Situated on the Côte d’Azur and tucked in between the towns of Juan-les-Pins and Cannes lies the small town of Golfe-Juan which is located 25 kilometres east of Nice airport. From the airport take the number 250 bus, which is an express service stopping only at Antibes and Juan-les-Pins before arriving at Golfe-Juan. The fare is a mere 8€.
You can also get to the town by train and of course by car either using the Auto-routes (A6, A7 and A8) or the National routes 6007 and 6098 (previously the 7 and 98) depending from which direction you are arriving from.
Accommodation varies from rental apartments to hotels depending on your preference; there are several available in Golfe-Juan and in nearby Vallauris. Please see the following website link for assistance: http://www.vallauris-golfe-juan.fr/-Hebergement-.html
Golfe-Juan started life as a small fishing village and only came of note on Wednesday 1st March 1815 when, having escaped the island of Elba in a flotilla of seven ships loaded with around 100 horses, arms and a few cannon, Napoleon Bonaparte together with some 1,100 loyal soldiers, landed at this insignificant piece of French soil. Once on the shore he gave a solemn speech to his followers and local fishermen. From here began his march to Paris, which although had been wrought with difficulties and setbacks, due to the loyalty of his officers and his exceptional strategies, these were overcome resulting in his successful re-entry into the capital on 20th March 1815.

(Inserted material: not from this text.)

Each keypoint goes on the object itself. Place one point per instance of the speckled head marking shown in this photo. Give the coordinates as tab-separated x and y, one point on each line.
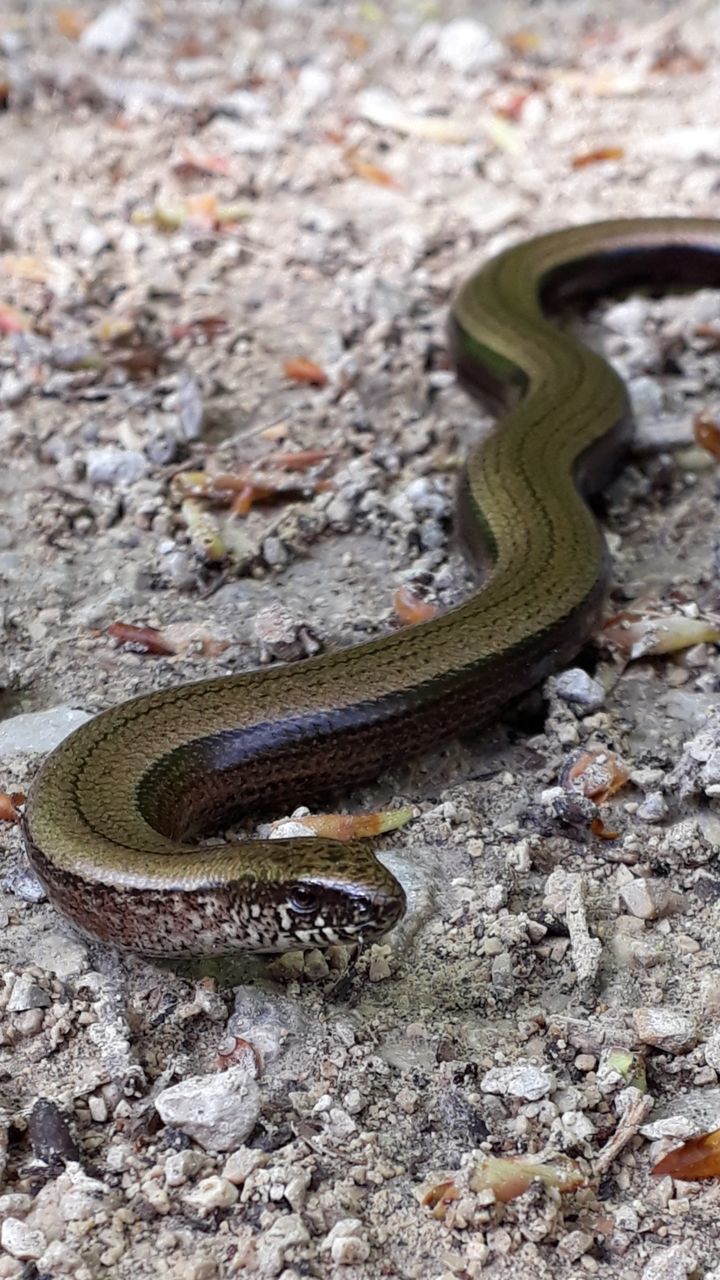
113	808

A re-enactment of the Napoleon landing in full period costume takes place annually on the 5th March at the old port at Golfe-Juan. From there ‘Napoleon’ on horseback followed by his soldiers march along the ‘Route Napoleon’ all the way to the town of Grasse. The latter is re-known today for the creation of essences for the perfume industry.
Only after Napoleon’s landing did Golfe-Juan begin to flourish. In 1862 the first train arrived at the railway station at Golfe-Juan linking it to Cannes and the rest of France. Small industries started to become attracted into the area mostly pottery and ceramics.

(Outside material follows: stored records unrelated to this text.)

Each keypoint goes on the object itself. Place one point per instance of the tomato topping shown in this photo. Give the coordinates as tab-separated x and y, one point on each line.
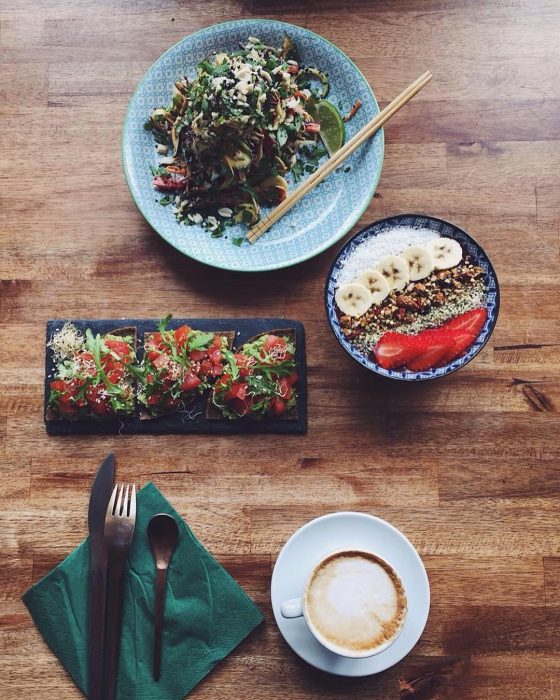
215	356
197	355
161	361
223	381
206	367
277	406
115	375
98	403
181	335
190	382
85	364
155	342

In 1896 saw the construction of a port, which is known today as Quai Saint Pierre. Almost one hundred years later, in 1989, the Port Camille Rayon was constructed together with the creation of the Plage Du Midi, and in between the two is an open air theatre, the Théâtre de la Mer.
Today Golfe-Juan is a thriving port and holiday destination to foreigners and French alike.
At the Port Camille Rayon and all along the Avenue des Frères Roustand is dotted with numerous cafés and restaurants catering for all tastes – including traditional French, Vietnamese, Italian, and Lebanese. I can personally recommend La Stella di Gigi and La Fourmigue;both have exceptional cuisine, great service and are reasonably priced. And for entertainment why not join some of the British ex-pats for quiz night from 7pm on Wednesdays at the Rio’s Banana Café and at the same time enjoy a cool refreshing drink.
During the first week of July is La fête de la Saint-Pierre, who is the patron saint of fishermen and of Golfe-Juan. At this time the local fishermen offer to all residents of the town a banquet of grilled sardines and wine. Tables are placed along the entire quay and music is provided by local musicians.
For me Golfe-Juan is a home from home as my mother and elder sister reside here so, when I can (usually every two years) I journey from Sydney to spend some time with them, and to catch up with the many friends I have made at the Rio’s Banana Café and the Hôtel le Provence.